Laconia was an ancient country in southern Greece, bordering on the Aegean and the Mediterranean seas. Its capital city was Sparta, and the Spartans were famous for their terseness of speech. Laconic comes to us by way of Latin from Greek Lakōnikos, which is derived from Lakōn, meaning "native of Laconia." It has been with us since the 16th century and has sometimes been used with the basic meaning "of or relating to Laconia or its inhabitants" (though we're more apt to use Laconian for this meaning today). In current use, laconic means "terse" or "concise," and thus recalls the Spartan tendency to use the fewest words possible.

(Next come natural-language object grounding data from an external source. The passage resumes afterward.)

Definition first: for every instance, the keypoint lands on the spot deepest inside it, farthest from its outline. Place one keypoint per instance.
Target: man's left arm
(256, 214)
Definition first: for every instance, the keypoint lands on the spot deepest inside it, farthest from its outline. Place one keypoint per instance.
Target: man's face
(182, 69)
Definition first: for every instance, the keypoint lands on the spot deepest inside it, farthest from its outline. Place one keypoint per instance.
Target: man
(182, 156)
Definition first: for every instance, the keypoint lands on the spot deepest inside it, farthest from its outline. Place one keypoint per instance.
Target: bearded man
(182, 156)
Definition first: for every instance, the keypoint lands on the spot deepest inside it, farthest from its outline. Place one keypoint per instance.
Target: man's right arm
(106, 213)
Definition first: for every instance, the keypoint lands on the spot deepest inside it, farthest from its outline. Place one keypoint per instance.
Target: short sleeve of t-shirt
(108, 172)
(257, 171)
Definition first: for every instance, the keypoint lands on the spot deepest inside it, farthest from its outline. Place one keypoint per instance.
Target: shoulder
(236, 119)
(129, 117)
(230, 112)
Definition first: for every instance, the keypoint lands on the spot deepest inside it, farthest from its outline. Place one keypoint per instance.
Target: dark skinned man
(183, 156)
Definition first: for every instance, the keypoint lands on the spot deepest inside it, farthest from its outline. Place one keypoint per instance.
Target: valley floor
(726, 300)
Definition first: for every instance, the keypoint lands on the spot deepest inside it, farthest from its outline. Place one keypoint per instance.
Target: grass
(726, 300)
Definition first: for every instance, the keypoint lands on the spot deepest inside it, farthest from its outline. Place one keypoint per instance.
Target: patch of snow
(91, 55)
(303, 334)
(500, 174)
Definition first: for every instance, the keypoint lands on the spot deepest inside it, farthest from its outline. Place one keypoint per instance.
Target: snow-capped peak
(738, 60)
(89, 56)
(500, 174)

The reporters had a hard time getting the laconic quarterback to share his thoughts after the tough loss.

"Far from laconic, Penny is steeped with a positive attitude as she greets students with a smile and asks for their omelet request. With a voracious appetite for conversation, Penny's outgoing personality draws a throng of students to her omelet line." — Haley Thompson, The Courier (Monmouth College), 3 Feb. 2017

Name That Antonym

Fill in the blanks to complete an antonym of laconic: _ r _ li _.